As there is no vernacular mobile app to manage the inventory and end customers’ credit, VilCart has come up with a mobile app to help kiranas to manage these issues.
Shop owners can also bill using an in-built barcode scanner and can also manage credit given to their customers on a real time basis using the app. They can also access information about new products/offers/promos on the products available, which would help them to take better decisions without much of an investment. Since all this can be done on a smartphone, they need not invest on software or hardware for the same.
Digitising the kiranas was the next pain point addressed by VilCrt. The startup also provides door-step delivery twice a week directly from manufacturers or primary markets to the kiranas. This makes VilCart a “one stop solution” for all rural Kirana store needs.
This, in turn, helps the kirana store owner to invest less on inventory, and use the same money for product diversification, thereby increasing visibility in the eyes of the end customer. This also helps the kirana owner to earn more. The next pain point addressed was the issue of working capital.
“As a technology-led ecommerce company which digitises the entire supply chain, we believe we deliver the most value to the end customer,” says Prasanna.
According to KPMG, there are around 12 million kirana stores in the country, and the rural e-tail market presents a $10 billion to $12 billion opportunity for ecommerce firms in the next four years.
“We are an exclusive rural ecommerce company where our reach is below taluka and to villages, which have only 250 people and one kirana store. Most of the companies are attending to the needs of urban markets and that’s where it makes sense to serve smaller towns and villages too,” says Prasanna.
VilCart works on an inventory-based business model and charges a margin on sales. The promoters invested Rs 60 lakh initially, and again invested Rs 40 lakh last year.
The startup raised around Rs 2 crore investment from Prashanth Prakash of Accel Partners; Jyothirmayee, CEO of Hiveminds; Anand Banka, Head of Investments at Vedanta and Ex-director of EY; Kalit Kapur, AGM of Vendanta; and Girish, Founder of Qspiders & Testyantra, and few others. The startup, which competes with Jumbotail and Mobisy, has reported aGMV of Rs 48 crore per year.
VilCart also believes in the “Hire locally Grow Globally” concept. “We hire local youth and women for our operations, and a majority of them are first time employees. Keeping them motivated and training them takes a lot of time and effort,” says Prasanna.
The founders add that one factor that no one understands, unless they closely work with the rural economy, is that the locals work emotionally rather than rationally.

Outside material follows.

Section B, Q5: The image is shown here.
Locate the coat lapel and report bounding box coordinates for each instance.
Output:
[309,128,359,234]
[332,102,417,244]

“Even a small change in the way we work can create a big impact on how we do business with them. This is where the people we employ makes a difference. They understand the mindset of the business owners and help us grow our business," say the founders.
Some of the other challenges include organising and optimising rural supply chain management. Maintaining the harmony between suppliers, kirana stores, rural consumers, and the rural retail ecosystem is also a major challenge.
In the next 18 months, the startup aims to cover most rural areas of Karnataka, and wants to cover two districts each in Andhra Pradesh, Telangana, and Tamil Nadu.
It also wants to start a “Farmer to Farmer” business, and wants to buy from farmers at one geography and sell it at another geography.
For the moment, VilCart’s objective is to cater to the needs of all the rural kirana stores, irrespective of their order value.